Pour les appareils de chauffage en service-, pour lesquels l'historique PWHT est inconnu, deux méthodes peuvent être utilisées pour déterminer si les contraintes résiduelles ont été suffisamment relâchées. Le premier est le test de courbure en U ASTM G38-, dans lequel un minuscule échantillon provenant de la partie droite du radiateur est plié à 180 degrés et placé dans du chlorure de magnésium bouillant. Si une fissuration se développe avant 100 heures, les contraintes résiduelles dépassent 100 MPa. La deuxième façon est de quantifier la contrainte résiduelle au niveau de la soudure par diffraction des rayons X- mais cela nécessite un équipement spécifique. C'est la solution réaliste pour la plupart des clients. Inscrivez les spécifications PWHT sur le bon de commande et demandez la vérification que la procédure (durée, température, méthode de refroidissement) a été suivie.

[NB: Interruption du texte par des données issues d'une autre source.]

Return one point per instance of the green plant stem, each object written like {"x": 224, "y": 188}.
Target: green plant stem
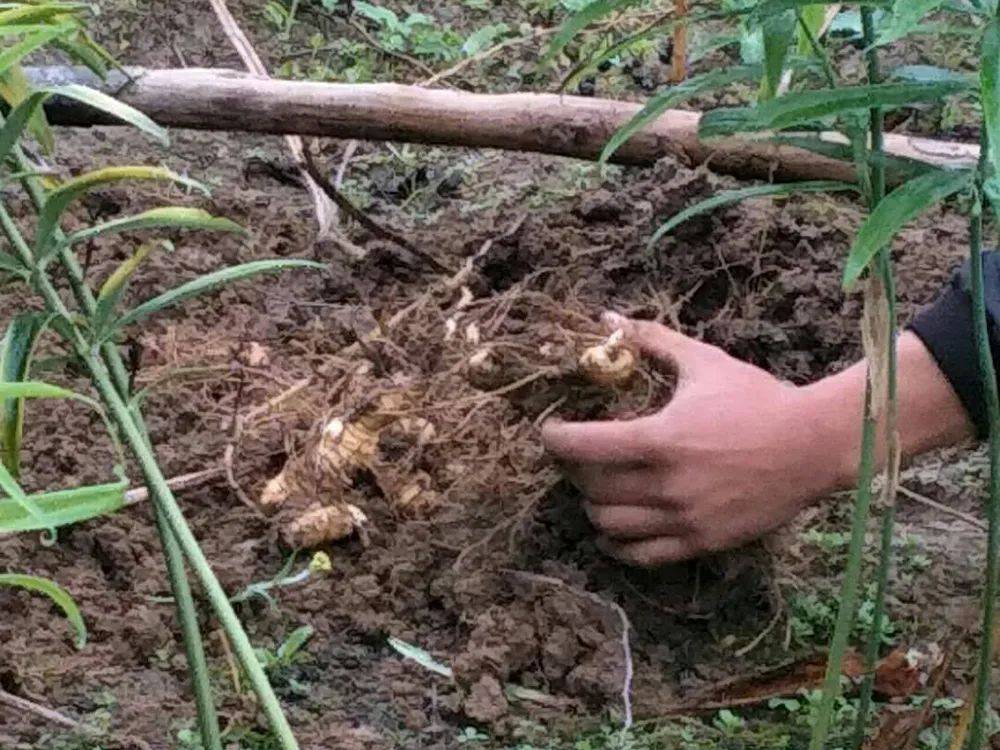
{"x": 290, "y": 19}
{"x": 134, "y": 434}
{"x": 199, "y": 564}
{"x": 849, "y": 587}
{"x": 987, "y": 372}
{"x": 872, "y": 177}
{"x": 187, "y": 617}
{"x": 828, "y": 71}
{"x": 194, "y": 649}
{"x": 883, "y": 266}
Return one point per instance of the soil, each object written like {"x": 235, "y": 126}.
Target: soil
{"x": 497, "y": 574}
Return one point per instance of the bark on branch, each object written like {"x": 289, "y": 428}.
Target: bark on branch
{"x": 214, "y": 99}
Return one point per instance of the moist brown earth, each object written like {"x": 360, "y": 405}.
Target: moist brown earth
{"x": 491, "y": 577}
{"x": 497, "y": 575}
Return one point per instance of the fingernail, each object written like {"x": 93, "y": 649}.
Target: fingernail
{"x": 613, "y": 320}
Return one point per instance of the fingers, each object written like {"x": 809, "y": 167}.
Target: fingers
{"x": 661, "y": 342}
{"x": 614, "y": 485}
{"x": 623, "y": 442}
{"x": 632, "y": 522}
{"x": 651, "y": 552}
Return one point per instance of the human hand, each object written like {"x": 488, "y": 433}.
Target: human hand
{"x": 734, "y": 454}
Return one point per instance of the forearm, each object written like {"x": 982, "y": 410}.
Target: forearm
{"x": 930, "y": 414}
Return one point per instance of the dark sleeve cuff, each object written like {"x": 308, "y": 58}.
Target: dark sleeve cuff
{"x": 946, "y": 330}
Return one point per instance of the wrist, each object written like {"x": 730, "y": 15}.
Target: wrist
{"x": 831, "y": 411}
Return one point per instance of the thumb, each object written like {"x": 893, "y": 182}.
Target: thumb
{"x": 661, "y": 342}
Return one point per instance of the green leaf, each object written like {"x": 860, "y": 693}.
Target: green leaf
{"x": 902, "y": 205}
{"x": 771, "y": 8}
{"x": 12, "y": 265}
{"x": 735, "y": 196}
{"x": 165, "y": 217}
{"x": 14, "y": 89}
{"x": 579, "y": 21}
{"x": 804, "y": 106}
{"x": 989, "y": 94}
{"x": 778, "y": 31}
{"x": 57, "y": 594}
{"x": 482, "y": 38}
{"x": 16, "y": 350}
{"x": 57, "y": 201}
{"x": 382, "y": 16}
{"x": 38, "y": 389}
{"x": 17, "y": 52}
{"x": 208, "y": 283}
{"x": 294, "y": 643}
{"x": 41, "y": 13}
{"x": 23, "y": 112}
{"x": 113, "y": 289}
{"x": 421, "y": 657}
{"x": 670, "y": 97}
{"x": 13, "y": 490}
{"x": 83, "y": 49}
{"x": 905, "y": 19}
{"x": 64, "y": 507}
{"x": 813, "y": 17}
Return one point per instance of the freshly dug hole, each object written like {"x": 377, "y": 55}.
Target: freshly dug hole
{"x": 444, "y": 407}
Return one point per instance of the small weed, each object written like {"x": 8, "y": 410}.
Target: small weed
{"x": 828, "y": 541}
{"x": 470, "y": 736}
{"x": 814, "y": 614}
{"x": 288, "y": 653}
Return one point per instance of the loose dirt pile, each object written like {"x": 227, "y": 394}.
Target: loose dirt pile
{"x": 462, "y": 539}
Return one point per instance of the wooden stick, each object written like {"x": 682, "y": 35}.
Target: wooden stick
{"x": 183, "y": 482}
{"x": 325, "y": 212}
{"x": 24, "y": 705}
{"x": 546, "y": 123}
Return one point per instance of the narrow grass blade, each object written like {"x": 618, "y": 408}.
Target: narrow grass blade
{"x": 208, "y": 283}
{"x": 17, "y": 52}
{"x": 778, "y": 32}
{"x": 64, "y": 507}
{"x": 16, "y": 350}
{"x": 11, "y": 264}
{"x": 83, "y": 49}
{"x": 421, "y": 657}
{"x": 59, "y": 596}
{"x": 41, "y": 13}
{"x": 10, "y": 487}
{"x": 898, "y": 208}
{"x": 673, "y": 96}
{"x": 294, "y": 643}
{"x": 905, "y": 19}
{"x": 769, "y": 8}
{"x": 165, "y": 217}
{"x": 989, "y": 94}
{"x": 114, "y": 287}
{"x": 37, "y": 389}
{"x": 592, "y": 62}
{"x": 728, "y": 197}
{"x": 579, "y": 21}
{"x": 14, "y": 89}
{"x": 23, "y": 112}
{"x": 900, "y": 168}
{"x": 59, "y": 199}
{"x": 802, "y": 107}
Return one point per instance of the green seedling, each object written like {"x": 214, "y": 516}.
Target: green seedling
{"x": 856, "y": 110}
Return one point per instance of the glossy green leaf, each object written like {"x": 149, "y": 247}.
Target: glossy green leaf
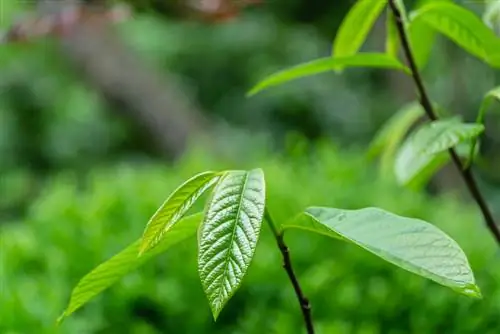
{"x": 355, "y": 27}
{"x": 409, "y": 243}
{"x": 175, "y": 207}
{"x": 461, "y": 26}
{"x": 229, "y": 234}
{"x": 370, "y": 60}
{"x": 109, "y": 272}
{"x": 424, "y": 152}
{"x": 488, "y": 99}
{"x": 422, "y": 37}
{"x": 393, "y": 131}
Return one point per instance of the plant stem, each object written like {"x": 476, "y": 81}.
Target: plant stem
{"x": 425, "y": 101}
{"x": 305, "y": 306}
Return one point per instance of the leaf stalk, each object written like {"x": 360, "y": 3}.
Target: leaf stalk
{"x": 305, "y": 305}
{"x": 425, "y": 101}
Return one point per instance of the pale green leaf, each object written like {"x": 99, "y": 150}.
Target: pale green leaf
{"x": 355, "y": 27}
{"x": 175, "y": 207}
{"x": 439, "y": 136}
{"x": 109, "y": 272}
{"x": 423, "y": 153}
{"x": 370, "y": 60}
{"x": 393, "y": 131}
{"x": 461, "y": 26}
{"x": 409, "y": 243}
{"x": 229, "y": 234}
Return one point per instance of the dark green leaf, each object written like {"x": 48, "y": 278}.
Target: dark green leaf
{"x": 229, "y": 234}
{"x": 411, "y": 244}
{"x": 371, "y": 60}
{"x": 175, "y": 207}
{"x": 109, "y": 272}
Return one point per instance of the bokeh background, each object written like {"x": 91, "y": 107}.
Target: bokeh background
{"x": 97, "y": 127}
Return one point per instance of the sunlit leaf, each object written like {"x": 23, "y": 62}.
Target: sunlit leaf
{"x": 175, "y": 207}
{"x": 409, "y": 243}
{"x": 229, "y": 234}
{"x": 423, "y": 153}
{"x": 463, "y": 27}
{"x": 392, "y": 133}
{"x": 439, "y": 136}
{"x": 422, "y": 37}
{"x": 370, "y": 60}
{"x": 109, "y": 272}
{"x": 355, "y": 27}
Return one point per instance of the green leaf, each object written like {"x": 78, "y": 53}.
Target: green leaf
{"x": 229, "y": 234}
{"x": 461, "y": 26}
{"x": 422, "y": 37}
{"x": 423, "y": 153}
{"x": 355, "y": 27}
{"x": 373, "y": 60}
{"x": 409, "y": 243}
{"x": 392, "y": 133}
{"x": 109, "y": 272}
{"x": 488, "y": 99}
{"x": 175, "y": 207}
{"x": 439, "y": 136}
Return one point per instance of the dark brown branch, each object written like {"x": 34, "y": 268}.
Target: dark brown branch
{"x": 425, "y": 101}
{"x": 305, "y": 306}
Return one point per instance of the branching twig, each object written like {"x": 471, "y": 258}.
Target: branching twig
{"x": 305, "y": 306}
{"x": 425, "y": 101}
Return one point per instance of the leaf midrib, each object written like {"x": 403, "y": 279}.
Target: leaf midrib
{"x": 229, "y": 253}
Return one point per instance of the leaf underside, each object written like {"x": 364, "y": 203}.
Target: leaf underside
{"x": 229, "y": 233}
{"x": 411, "y": 244}
{"x": 175, "y": 207}
{"x": 463, "y": 27}
{"x": 109, "y": 272}
{"x": 424, "y": 152}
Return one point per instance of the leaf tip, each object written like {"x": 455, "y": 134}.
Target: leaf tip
{"x": 61, "y": 318}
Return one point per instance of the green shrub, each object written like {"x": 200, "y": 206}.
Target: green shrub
{"x": 77, "y": 222}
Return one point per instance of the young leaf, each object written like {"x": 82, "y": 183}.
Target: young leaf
{"x": 422, "y": 37}
{"x": 488, "y": 99}
{"x": 229, "y": 234}
{"x": 413, "y": 169}
{"x": 390, "y": 135}
{"x": 175, "y": 207}
{"x": 109, "y": 272}
{"x": 424, "y": 151}
{"x": 373, "y": 60}
{"x": 462, "y": 26}
{"x": 355, "y": 27}
{"x": 392, "y": 37}
{"x": 411, "y": 244}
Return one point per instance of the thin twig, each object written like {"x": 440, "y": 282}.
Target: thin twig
{"x": 425, "y": 101}
{"x": 305, "y": 306}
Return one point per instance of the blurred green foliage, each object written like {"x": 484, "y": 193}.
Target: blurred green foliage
{"x": 77, "y": 222}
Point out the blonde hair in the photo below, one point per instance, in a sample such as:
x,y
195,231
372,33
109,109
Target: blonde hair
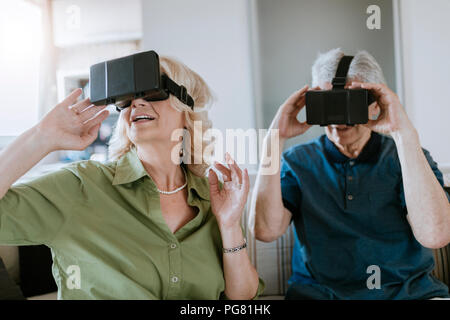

Conclusion : Spécification du taux de refroidissement dans le cadre du PWHT pour le service de chlorure

Pour les embouts de chauffage en acier inoxydable 316, le traitement thermique post-soudage à 450 degrés pendant 1 heure suivi d'un refroidissement à air forcé permet une réduction des contraintes de 80 à 85 % sans sensibilisation, améliorant considérablement la résistance au SCC et aux piqûres dans les environnements chlorés. Il n'est pas recommandé de refroidir lentement (dans un four), car cela diminuerait l'efficacité de la réduction des contraintes. La trempe à l'eau permet une réduction maximale des contraintes, mais augmente également la complexité et le risque.. 316L doit être spécifié et la trempe à l'eau est requise pour le PWHT à des températures plus élevées (500 à 600 degrés) pour éviter la sensibilisation. Pour le service au chlorure, les ingénieurs spécifiant le PWHT doivent également définir la température de maintien et la méthode de refroidissement. La méthodologie présentée ici permet aux clients de choisir les paramètres PWHT qui maximisent la résistance à la corrosion tout en empêchant la sensibilisation indésirable qui pourrait survenir en cas de refroidissement inapproprié, en reliant la vitesse de refroidissement aux contraintes résiduelles et à la résistance aux piqûres.